Now, though, the thought of being with anyone other than Curt is debilitating. I need to leave, to go somewhere far away, far enough that Curt will be distant enough that I can push him to the back of my mind and play some serious music. I need to replenish the meager savings I had before I pined for him and avoid ending up trapped homeless somewhere with no choice but to give the body that no longer feels as free as it used to.

So, I will check out of this small hotel tomorrow morning and use the last of my money to buy a bus ticket and enough food to get me to California. I’ve been to San Francisco before, but I’ve never been to Venice in Los Angeles County. I hear that a lot of street performers do very well there, not to mention the people watching it affords and the vast array of new experiences available to me. I could spend a few months in that area, moving from Venice to L.A. to Hollywood to Malibu to Orange County to the desert and let the wonder of it all slowly heal the wound that Curt leaves.

Tonight, though, I will rest. At least, I plan to rest. I don’t even manage to close my eyes before I smell smoke. I try to dismiss it, but when I feel heat with the smoke, my mind can no longer pretend that what’s happening isn’t happening.

The hotel is on fire.

Panic sets in as I jump out of bed, scrambling to grab my few belongings as quickly as possible. My heart races with fear as I hear people screaming and running around outside. I look through the window and see that the hallway is filled with dark smoke, making it impossible to escape that way.

I rush back to the door and try to open it, but the handle is too hot to touch. I'm trapped. I feel the heat of the flames against my skin, and tears stream down my face as I realize this might be the end for me.

A strange sense of calm washes over me. I walk quietly to the edge of the bed and sit, staring ahead at the window. I can see several other fires in the distance and wonder idly what must have happened to cause them. It must be a forest fire that spread to town.

I don’t regret dying. I know that’s an odd thing to say since I’m so young, but it’s true. I don’t fear death. What I regret is the life I’ve sacrificed. Not the life of wandering and experiencing something new every day but the life of comfort and closeness and love that I had with Curt; the life I gave up thinking I would never be happy in one place with one man and one future.

God, I was such a fool. What I wouldn’t give to have one more moment with him, one more chance to feel his arms around me, his lips on mine.

I don’t regret that I’m dying. I regret that I never gave myself a chance to live.

Chapter Eleven

Curt

In order to be a successful firefighter, you need to be able to separate your emotions from the job. People die in fires. People get hurt in fires. Buildings collapse, towns are destroyed, thriving, vibrant forests are turned into wastelands. Fire destroys and unless you can accept that, you’ll break emotionally.

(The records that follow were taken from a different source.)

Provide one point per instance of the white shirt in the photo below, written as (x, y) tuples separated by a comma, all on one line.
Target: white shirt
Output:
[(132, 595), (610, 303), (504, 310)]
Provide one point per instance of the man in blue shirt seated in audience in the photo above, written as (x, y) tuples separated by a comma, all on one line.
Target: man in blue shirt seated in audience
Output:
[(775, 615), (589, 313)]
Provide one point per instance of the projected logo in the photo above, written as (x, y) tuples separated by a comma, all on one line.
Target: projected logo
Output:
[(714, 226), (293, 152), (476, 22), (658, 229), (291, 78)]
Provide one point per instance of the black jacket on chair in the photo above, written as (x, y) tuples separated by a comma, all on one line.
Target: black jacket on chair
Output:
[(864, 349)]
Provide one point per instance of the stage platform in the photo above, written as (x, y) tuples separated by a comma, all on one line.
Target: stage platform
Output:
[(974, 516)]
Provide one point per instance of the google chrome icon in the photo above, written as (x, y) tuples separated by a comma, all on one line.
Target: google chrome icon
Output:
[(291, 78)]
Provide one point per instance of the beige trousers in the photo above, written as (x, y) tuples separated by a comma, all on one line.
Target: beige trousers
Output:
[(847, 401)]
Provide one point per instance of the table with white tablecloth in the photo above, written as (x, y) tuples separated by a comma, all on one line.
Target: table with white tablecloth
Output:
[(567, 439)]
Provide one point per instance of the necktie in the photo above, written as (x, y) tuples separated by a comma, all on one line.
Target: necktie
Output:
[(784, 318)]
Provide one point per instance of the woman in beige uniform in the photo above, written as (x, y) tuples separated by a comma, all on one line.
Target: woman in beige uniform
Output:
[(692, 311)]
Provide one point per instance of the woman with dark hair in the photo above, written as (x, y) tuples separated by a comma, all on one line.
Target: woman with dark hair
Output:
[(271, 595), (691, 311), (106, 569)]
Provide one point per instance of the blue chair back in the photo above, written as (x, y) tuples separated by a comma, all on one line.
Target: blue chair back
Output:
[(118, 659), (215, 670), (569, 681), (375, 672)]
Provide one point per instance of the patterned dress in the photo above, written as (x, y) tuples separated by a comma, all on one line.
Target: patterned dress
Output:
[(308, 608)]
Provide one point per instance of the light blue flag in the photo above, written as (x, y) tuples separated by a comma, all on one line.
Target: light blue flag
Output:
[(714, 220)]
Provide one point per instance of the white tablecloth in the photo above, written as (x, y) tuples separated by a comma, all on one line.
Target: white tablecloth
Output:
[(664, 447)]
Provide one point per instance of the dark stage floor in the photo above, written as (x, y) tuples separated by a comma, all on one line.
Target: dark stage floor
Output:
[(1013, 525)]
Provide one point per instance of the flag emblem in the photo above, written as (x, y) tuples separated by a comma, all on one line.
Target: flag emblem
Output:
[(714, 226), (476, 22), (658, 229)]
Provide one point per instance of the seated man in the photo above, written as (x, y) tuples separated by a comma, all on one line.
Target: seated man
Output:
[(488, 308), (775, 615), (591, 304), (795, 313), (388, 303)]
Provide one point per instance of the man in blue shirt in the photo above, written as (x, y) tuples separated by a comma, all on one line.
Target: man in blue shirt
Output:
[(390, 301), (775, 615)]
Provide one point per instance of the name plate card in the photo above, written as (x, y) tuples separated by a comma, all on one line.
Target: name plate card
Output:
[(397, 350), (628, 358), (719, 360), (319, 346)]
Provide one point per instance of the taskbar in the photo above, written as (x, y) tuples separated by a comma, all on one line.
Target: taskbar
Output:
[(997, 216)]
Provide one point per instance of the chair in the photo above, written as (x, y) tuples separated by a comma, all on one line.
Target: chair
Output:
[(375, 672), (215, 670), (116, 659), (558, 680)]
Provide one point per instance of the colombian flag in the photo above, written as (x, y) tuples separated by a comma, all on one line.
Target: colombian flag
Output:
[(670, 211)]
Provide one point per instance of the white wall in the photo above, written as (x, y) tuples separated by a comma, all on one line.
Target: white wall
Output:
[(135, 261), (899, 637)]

I’ve been very good at separating my emotions from the job in the past. I’ve found myself trapped in burning buildings, rescuing others trapped, narrowly avoiding explosions and jets of flame that would incinerate even the strongest of shifters.

I’ve faced death time and time again, seen death time and time again, and never once has it overcome the trained calm that fills me every time I’m sent to battle a blaze.

Now, though, seeing Denise staring through the window of her room near the top of the burning hotel, my calm is shattered, and I am filled with scintillating, blinding panic. I cry out her name and start sprinting toward the building, forgetting everything, forgetting my training, forgetting the ladder truck parked ten yards to my right.